En conséquence, il nous semble plus vraisemblable que ces Judéens auxquels Jean dénie d’être de « vrais Judéens » soient, tout comme Jean lui-même, des membres de l’ethnos judéen, trop compromis à ses yeux, tout comme les partisans de Jézabel à Thyatire et de Balaam à Pergame, avec la cité gréco-romaine. Ces « faux Judéens » à l’extérieur des assemblées, ne méritent pas le nom de Judéens en raison de leur compromission avec la cité, jugée blasphématoire. À l’opposé, les assemblées de Smyrne et de Philadelphie comptent sans doute parmi leurs membres, comme toutes les autres assemblées auxquelles s’adresse Jean, à côté de membres d’origine non judéenne, des membres d’origine judéenne qui, eux, se méritent implicitement par contraste l’appellation de Judéens parce que refusant les compromis qu’exigeait la participation à la vie associative des cités, compromis jugés blasphématoires par Jean. Comme ces fidèles sont d’origine judéenne, comme sans doute Jean lui-même, il n’est nul besoin d’argumenter de leur identité judéenne puisqu’elle va de soi sur le plan simplement ethnique. En ce sens, l’identité judéenne implicite de certains fidèles est strictement liée à leur appartenance à l’ethnos judéen ; sa vérité s’exprime dans le respect des observances judéennes en matière de pureté et elle n’a rien à voir avec la perspective théologique supersessioniste selon laquelle le christianisme, verus Israël, se serait substitué à Israël[47], une idée qui paraît totalement étrangère à l’Apocalypse. À cet égard, le chapitre 14 est parfaitement clair, qui pose tant de problèmes aux commentateurs en raison de la superposition des 144 000 « rachetés de la terre » des « 12 tribus d’Israël et de la proclamation d’un Évangile éternel » à « toute nation, tribu, langue et peuple » (Ap 14,6). Ces 144 000, contrairement aux Judéens de Smyrne et de Philadelphie, ne sont pas coupables de mensonge et ils sont « irréprochables » (ἄμωμοί) (Ap 14,5). Ce terme désigne dans la Septante et dans le Nouveau Testament la qualité d’une victime propre au sacrifice (Ex 29,1.38 ; Lv 1,3.10 ; 3,1.6 etc. ; 1 Pi 1,19 et He 9,14) et connote donc la pureté rituelle[48].
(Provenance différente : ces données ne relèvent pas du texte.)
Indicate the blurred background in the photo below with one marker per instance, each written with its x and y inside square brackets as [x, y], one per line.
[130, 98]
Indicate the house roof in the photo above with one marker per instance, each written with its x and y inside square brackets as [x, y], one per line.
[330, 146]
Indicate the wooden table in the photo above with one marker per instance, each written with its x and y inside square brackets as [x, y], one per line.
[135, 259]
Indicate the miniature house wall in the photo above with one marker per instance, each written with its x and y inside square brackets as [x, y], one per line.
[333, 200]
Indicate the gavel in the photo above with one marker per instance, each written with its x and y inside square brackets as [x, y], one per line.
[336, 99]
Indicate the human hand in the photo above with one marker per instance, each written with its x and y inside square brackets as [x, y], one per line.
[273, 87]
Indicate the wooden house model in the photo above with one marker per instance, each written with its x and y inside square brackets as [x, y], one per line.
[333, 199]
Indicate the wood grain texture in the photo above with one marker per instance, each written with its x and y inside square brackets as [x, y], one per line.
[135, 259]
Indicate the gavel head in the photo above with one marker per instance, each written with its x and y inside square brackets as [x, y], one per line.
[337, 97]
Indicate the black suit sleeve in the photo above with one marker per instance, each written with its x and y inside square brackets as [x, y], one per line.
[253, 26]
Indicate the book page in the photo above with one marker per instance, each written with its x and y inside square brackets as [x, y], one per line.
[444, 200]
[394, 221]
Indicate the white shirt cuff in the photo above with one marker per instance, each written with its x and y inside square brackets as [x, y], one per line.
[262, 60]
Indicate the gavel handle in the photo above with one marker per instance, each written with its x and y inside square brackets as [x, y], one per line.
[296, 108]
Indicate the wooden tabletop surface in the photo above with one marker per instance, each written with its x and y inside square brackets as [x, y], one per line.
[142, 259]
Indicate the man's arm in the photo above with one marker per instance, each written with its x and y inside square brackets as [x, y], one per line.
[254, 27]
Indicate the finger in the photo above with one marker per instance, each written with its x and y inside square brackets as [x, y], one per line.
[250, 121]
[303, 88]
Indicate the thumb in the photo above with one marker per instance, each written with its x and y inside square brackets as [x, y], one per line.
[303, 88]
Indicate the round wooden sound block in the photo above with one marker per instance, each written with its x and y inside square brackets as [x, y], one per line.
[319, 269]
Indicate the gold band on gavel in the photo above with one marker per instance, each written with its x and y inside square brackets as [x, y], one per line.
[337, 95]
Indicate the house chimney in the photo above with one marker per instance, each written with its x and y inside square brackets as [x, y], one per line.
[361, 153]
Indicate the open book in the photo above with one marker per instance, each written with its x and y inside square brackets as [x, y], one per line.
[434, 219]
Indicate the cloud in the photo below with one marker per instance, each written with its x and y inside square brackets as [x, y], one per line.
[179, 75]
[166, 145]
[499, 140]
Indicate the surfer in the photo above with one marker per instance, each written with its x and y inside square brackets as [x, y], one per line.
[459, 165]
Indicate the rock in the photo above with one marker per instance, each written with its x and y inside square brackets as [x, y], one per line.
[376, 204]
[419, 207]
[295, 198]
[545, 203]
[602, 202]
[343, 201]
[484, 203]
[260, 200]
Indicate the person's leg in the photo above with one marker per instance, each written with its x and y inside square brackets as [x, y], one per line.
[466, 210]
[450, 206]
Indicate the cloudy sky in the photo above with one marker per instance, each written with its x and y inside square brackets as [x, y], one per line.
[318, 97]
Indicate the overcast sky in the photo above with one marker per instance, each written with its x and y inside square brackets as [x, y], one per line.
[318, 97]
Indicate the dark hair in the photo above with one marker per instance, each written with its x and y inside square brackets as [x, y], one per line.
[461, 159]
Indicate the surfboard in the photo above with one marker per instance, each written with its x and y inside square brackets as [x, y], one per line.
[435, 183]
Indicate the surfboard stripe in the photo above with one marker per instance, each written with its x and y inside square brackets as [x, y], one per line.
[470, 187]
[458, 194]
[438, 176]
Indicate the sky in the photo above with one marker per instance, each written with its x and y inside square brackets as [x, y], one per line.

Comme le pensent Adela Yarbro Collins, mais aussi Martha Himmelfarb[49], le prophète Jean incarne une certaine conception de type sectaire de l’identité judéenne analogue à celle qu’exprime la Règle de la communauté (1 QS V, 1-7)[50]. Il reste attaché aux règles judéennes relatives à la pureté rituelle puisque rien de κοινόν n’entrera dans la Jérusalem céleste (Ap 21,27)[51]. Ce souci de pureté transparaît tout au long de l’Apocalypse, notamment dès les messages des chap. 2 et 3, dans le refus des idolothytes (2,14.20), dans la description des 144 000 « qui ne se sont pas souillés avec des femmes » (Ap 14,4), dans l’opposition entre la prostituée écarlate assise sur une bête (Ap 17) et l’épouse vêtue de lin resplendissant et pur (19,7-8), une opposition qui structure toute la fin du texte. À cet égard, la métaphore de la souillure ou du lavage du vêtement, qui traverse tout le texte (3,4 ; 7,13-14 ; 22,14), et qui est au coeur de la dernière des sept béatitudes de l’Apocalypse (22,14) et qui a été diversement interprétée comme une référence au baptême ou au martyre, doit plutôt être entendue sur l’arrière-plan des prescriptions judéennes relatives à la pureté rituelle. En effet, l’emploi du verbe πλύνειν (7,14 ; 22,14) fait écho à Lv 14,9 LXX, καὶ πλύνει τὰ ἱμάτια καὶ λούσεται τὸ σῶμα αὐτοῦ ὕδατι[52]. Il ressort de cette insistance sur la pureté rituelle qu’il y a tout lieu de croire que pour le prophète Jean, celle-ci était requise tant par la fidélité à Jésus qu’à l’identité judéenne. Or la pureté rituelle n’est guère compatible avec l’intégration dans la cité. On conclura donc que ces Judéens que Jean stigmatise comme menteurs sont bien des Judéens, c’est-àdire qu’ils appartiennent à l’ethnos judéen, et que la « congrégation de Satan » désigne non pas une « synagogue », c’est-àdire une congrégation judéenne ayant une existence réelle dans la cité, mais la construction par Jean d’une « congrégation fictive » réunissant tous les Judéens dont le « blasphème » est sans doute, non de ne pas reconnaître Jésus comme le Messie, mais de trahir leur identité judéenne, souillée pour être trop compromise dans la cité.